Nvidia's Ampere architecture added a second ray/triangle intersection unit to the RT cores, potentially doubling the throughput. (It seems the Turing BVH hardware was "faster" than the ray/triangle hardware in most cases, so Ampere focused on improving the triangle rate.) In practice, Nvidia says Ampere's RT cores are typically 75% faster than Turing's RT cores, as Ampere can't always fill all the ray/triangle execution slots.
AMD's RDNA 2 architecture handles things a bit differently. It can do one ray/triangle intersection calculation per cycle on each Ray Accelerator, basically like Turing. However, it uses GPU shaders (technically texture units) for BVH traversal, at a rate of four ray/box intersections per cycle. That rate isn't too bad in theory, considering the number of texture units in RDNA 2, but the BVH work ends up conflicting with other shader and texture work. Ultimately, it makes AMD's current Ray Accelerators slower and less efficient than Nvidia's RT cores, and perhaps more memory intensive as well (judging by real-world performance).
Intel's RTUs are similar to Nvidia's RT cores in that they can do both ray/box intersections and ray/triangle intersections in hardware. The above video explains things in more detail, but the raw throughput is up to 12 ray/box BVH intersections per cycle and one ray/triangle intersection per cycle, per RTU. Intel also has a dedicated BVH cache to improve hit rates and performance, and a Thread Sorting Unit that optimizes the output from the RTUs to better match shading workloads for the Xe-Cores.
Intel makes the claim, more or less, that it's RTUs are actually more capable than Nvidia's Ampere RT cores, which would also mean the RTUs are better than Turing and RDNA 2 as well.
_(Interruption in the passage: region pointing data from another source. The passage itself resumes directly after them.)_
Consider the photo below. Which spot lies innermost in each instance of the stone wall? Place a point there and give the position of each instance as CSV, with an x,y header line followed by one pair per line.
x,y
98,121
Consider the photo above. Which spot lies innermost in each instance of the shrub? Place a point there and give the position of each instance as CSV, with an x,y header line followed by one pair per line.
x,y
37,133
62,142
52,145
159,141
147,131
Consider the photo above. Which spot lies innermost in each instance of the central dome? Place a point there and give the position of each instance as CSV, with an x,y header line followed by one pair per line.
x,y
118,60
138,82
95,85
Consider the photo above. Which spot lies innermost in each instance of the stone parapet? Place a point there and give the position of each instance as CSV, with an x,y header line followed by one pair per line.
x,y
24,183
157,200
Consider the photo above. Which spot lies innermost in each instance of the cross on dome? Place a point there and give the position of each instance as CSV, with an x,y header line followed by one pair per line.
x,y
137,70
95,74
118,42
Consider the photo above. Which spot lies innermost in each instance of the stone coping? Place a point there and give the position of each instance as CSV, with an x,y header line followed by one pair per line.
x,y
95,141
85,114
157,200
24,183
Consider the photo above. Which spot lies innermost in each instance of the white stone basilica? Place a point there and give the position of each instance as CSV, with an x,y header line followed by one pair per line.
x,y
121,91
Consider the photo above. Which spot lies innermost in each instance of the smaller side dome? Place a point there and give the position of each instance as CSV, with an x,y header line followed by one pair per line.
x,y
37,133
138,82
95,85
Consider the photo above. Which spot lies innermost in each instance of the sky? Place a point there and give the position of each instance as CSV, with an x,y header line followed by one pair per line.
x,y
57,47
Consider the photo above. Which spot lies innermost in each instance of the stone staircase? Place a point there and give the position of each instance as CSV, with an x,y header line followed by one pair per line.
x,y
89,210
To prove this point, sort of, Intel showed ray tracing performance in 17 games, pitting the Arc A770 against the RTX 3060.
Overall, Intel shows ray tracing performance on the A770 that's about 12% faster than the RTX 3060. Of course that's not the A380, and there are plenty of other factors that go into gaming performance as we're not doing pure ray tracing yet. The A770 also has 32 RTUs compared to the RTX 3060's 30 RT cores. Still, Intel's RTUs sound pretty decent on paper.
The thing is, with only eight RTUs, the A380 definitely won't be a ray tracing powerhouse — Nvidia for example has 20 or more RT cores in its RTX lineup, or 16 if you include the mobile RTX 3050 in the list, Nvidia's slowest RTX chip. AMD on the other hand has as few as 12 Ray Accelerators in its RX 6000-series parts, and integrated RDNA 2 implementations like the Steam Deck can have as few as eight RAs, though RT performance understandably suffers quite a lot — not that you need ray tracing, even four years after hardware first supported the functionality.